I must admit that this video makes me a tad queasy, but fun, fun, fun, nonetheless. Ashley Rattner gave me the tip-off on this band, but after some investigation, I realized they were on the Polyvinyl Label, with the likes of Architecture in Helsinki and Of Montreal. Good company.
EDIT: Ashley and I were having a debate over whether this guy is playing a uke or not (1:42). Ashley claims there are six strings, making the instrument a guitar, but I feel that since there appear to be only four tuning knobs, this instrument is a ukulele. Opinions?

Look what I got at the thrift store today...I may never be able to actually play it, but just looking at the cover makes me smile...

I'm not sure that I actually like this guy, but I found it interesting that he chose Baroque music for rapping. Vivaldi, unlike, say Chopin, has a very steady, predictable rhythm...a groove, if you will...
Apparently I am not the only one who felt that every singer-songwriter goes by Ben these days. Thanks to Happy Frappy for giving me the scoop on an EP whose main claim to fame is the name.

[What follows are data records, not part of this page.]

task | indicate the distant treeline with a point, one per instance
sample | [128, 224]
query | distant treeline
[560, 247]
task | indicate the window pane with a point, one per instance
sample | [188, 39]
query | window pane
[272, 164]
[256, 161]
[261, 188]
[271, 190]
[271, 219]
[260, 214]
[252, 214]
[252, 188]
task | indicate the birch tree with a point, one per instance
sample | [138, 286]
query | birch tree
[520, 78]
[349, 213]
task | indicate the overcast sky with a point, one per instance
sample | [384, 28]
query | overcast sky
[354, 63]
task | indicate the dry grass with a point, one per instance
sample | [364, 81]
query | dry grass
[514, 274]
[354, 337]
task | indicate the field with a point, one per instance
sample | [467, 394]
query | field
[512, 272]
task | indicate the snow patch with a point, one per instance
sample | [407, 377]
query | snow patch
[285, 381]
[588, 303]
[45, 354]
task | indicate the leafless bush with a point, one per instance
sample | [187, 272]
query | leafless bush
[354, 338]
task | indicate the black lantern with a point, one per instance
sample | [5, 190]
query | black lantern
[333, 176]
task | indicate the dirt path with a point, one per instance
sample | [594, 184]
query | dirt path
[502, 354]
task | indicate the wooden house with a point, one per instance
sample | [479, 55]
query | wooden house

Please, however, do not confuse this album with anything released by Radiohead...
The clarinet is so sexy.
Sarah Harmer: Around This Corner
If you like French and children's songs and salamanders, listen to Salamandre (you will have to click "Play Mp3" when you arrive). Sarah Harmer wrote this song as part of her I Love the Escarpment project. Since I lived next to the Niagara Escarpment for two years, I enjoyed the song. Yes, I am feeling nostalgic for Ontario.
I have to agree with some of Robin Wallace's theories that the growing inaccessibility of chamber music is largely due to the context, but I disagree somewhat with his reasons. I don't think that chamber music fails to inspire an audience seated in a large and impersonal hall because chamber music isn't meant for an audience. I think the reason that chamber music fails in a large concert hall these days is that we associate small ensembles with images of intimacy. Really, who can meet a stranger across a crowded room, unless of course, he/she is performing a number from an insanely popular musical. And of course, there is the name: "chamber" is another term for a room in a private house. Privacy and intimacy were assumed through the genre's development.

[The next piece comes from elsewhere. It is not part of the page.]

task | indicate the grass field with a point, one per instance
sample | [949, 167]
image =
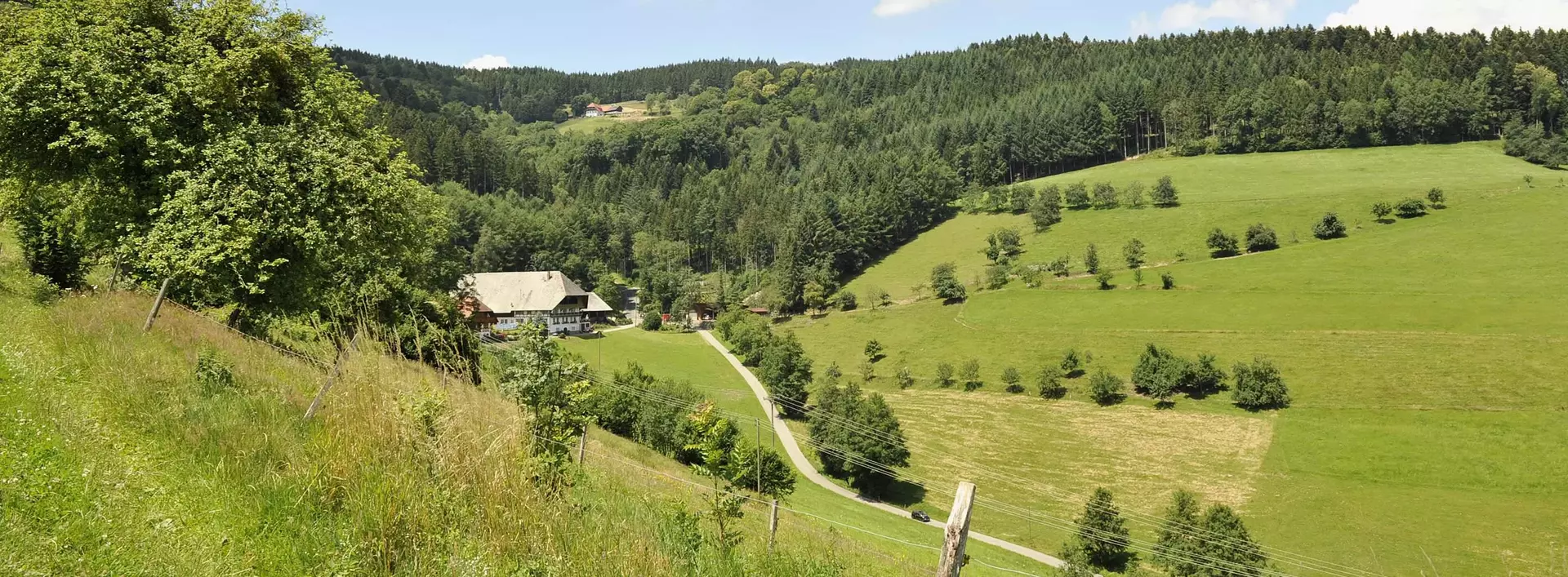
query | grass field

In early film music (which relied on many techniques from opera), the small ensemble was used to back scenes highlighting the individual or the particular, whereas large orchestras represented the transcendent, the state (oo...sounds Hegelian), or the universal.
A small ensemble sounds like it is speaking just to me (I know it isn't, but I can persuade myself that it is). Why throw the group across the alienating gulf of a stage? I will fail to connect. So much more rewarding to throw the CD in my player while I do dishes in the privacy of my own kitchen.

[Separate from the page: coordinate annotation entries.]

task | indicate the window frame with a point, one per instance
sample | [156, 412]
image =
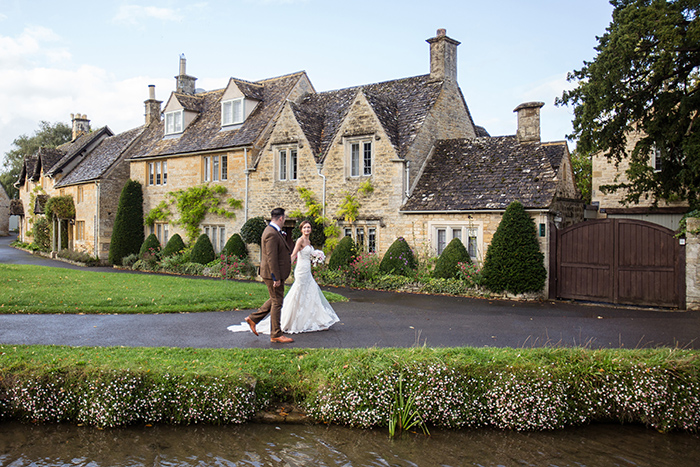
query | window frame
[360, 162]
[174, 122]
[232, 115]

I am so on a White Stripes craze right now, thanks to Icky Thump coming to me in the mail this afternoon. Their peppermint Goth aesthetic never fails to arrest my eye. The title song surprised me with a pointed message regarding immigration, although the lyrics are still obscure enough to let the fan base have the fun of hashing out the meaning. The buzz word for this album is "epic" and I think that, with the addition of a bagpipe and winding, extended solos, the description is apt. "Unsettling" might also apply here, because Jack White's playing with some insane time signatures. I might write more when I have listened more. For now I leave with one question that always puzzles me about the White Stripes: what's it like working with your ex?
Also, something is wrong with my computer speakers. A ringing buzz adds a lot to garage rock like the White Stripes but my Bach suffers (dare I say that I have Bach pain??). I am going to have to get this fixed.
I was looking through the list of concerts scheduled for the Denver area this summer. ZZ Top, Bob Dylan, Genesis, Jethro Tull, Loudon Wainwright III--I'm sensing a trend....
The Late Greats has compiled a list of Father's Day songs, although most of them are really depressing. Aren't there any good songs about fatherhood? Besides Butterfly Kisses, I mean?
PS I hate to break it to the Late Great blogger, but um...My Heart Belongs to Daddy is NOT a Father's Day song...
Musicologists are such geeks.

You might want to read the previous entry for context, however.
The fact that I find this hilarious just means...well...let's not go there.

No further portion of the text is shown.